The law setting up a “positive list” of food supplements approved for sale across the 25-nation EU is due to come into force on August 1. Food supplements excluded from the list will be prohibited.

Trade groups, led by the Alliance for Natural Health, had lobbied hard to overturn the legislation, claiming it would ban thousands of vitamin and mineral supplements.

However, the European Consumer’s Organisation welcomed the court ruling.

“We are pleased that the court rejected the misguided and unfounded attack by vested interests on the validity of the directive,” said Jim Murray, director of the organisation which represents 40 consumer groups in 28 European nations.

However, the European Commission, which drafted the law, said products submitted for approval before today would be allowed to stay on the market until at least 2009, unless the European Food Safety Authority rules them unsafe.

“It is not our aim to take products off the shelves,” said Philip Tod, EU spokesman for health and consumer protection. “It is our aim to make sure these products are safe.”

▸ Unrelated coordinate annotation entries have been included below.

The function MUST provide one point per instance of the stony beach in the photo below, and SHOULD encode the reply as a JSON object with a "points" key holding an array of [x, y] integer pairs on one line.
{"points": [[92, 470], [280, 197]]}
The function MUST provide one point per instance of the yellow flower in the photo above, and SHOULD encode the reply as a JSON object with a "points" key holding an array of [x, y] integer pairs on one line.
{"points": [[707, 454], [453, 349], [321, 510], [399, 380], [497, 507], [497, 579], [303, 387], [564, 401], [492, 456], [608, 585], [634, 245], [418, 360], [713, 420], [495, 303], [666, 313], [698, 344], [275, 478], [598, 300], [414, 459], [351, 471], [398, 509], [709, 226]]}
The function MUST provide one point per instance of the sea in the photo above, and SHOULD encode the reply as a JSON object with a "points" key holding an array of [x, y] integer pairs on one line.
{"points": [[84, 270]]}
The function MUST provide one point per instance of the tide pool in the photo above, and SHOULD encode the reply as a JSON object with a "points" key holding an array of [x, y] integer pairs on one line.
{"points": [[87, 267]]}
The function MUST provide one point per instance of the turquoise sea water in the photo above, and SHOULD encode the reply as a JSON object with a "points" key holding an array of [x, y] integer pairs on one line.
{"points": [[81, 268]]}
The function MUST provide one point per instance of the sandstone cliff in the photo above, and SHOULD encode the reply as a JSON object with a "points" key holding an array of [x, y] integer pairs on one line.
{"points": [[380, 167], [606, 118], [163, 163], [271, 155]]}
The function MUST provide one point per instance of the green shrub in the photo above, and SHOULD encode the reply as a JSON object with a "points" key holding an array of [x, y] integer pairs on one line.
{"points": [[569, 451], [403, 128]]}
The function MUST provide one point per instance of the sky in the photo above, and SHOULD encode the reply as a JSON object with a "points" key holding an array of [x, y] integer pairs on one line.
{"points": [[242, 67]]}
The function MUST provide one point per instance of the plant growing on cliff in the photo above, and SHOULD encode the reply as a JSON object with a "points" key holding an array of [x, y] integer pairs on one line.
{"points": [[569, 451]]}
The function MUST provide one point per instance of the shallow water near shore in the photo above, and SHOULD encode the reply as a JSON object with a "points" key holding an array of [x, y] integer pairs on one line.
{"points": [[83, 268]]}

EU governments and the European Parliament approved the directive in 2002. The EU said the rules were needed for consumer protection and to provide common rules that would allow companies to sell supplements across the EU.

“This is a directive designed to open the internal market and boost growth while ensuring a high level of protection of public health,” said EU Health Commissioner Markos Kyprianou.

Under the rules, only food supplement ingredients approved by the European Food Safety Authority will be authorised for sale.

The campaign to overturn the regulation has been particularly vocal in Britain, where the Alliance for Natural Health – a Europe-wide association of manufacturers, distributors and consumers – joined other groups in mounting a legal challenge.

Britain’s High Court referred the case to the European Court of Justice. Campaigners were encouraged in April when the court’s advocate general said the rules were disproportionate and violated some basic legal principles.

However the full court said “certain restrictions can be justified by the protection of public health.” Its statement added that the judges “considered the measures in question to be necessary and appropriate for the purpose of achieving that objective.”

The court did insist that procedures for rejecting a product from the approved list must be “consistent with the principles of sound administration and legal certainty.”

It said a product should be refused only “on the basis of a full risk assessment, established on the basis of the most reliable scientific data.”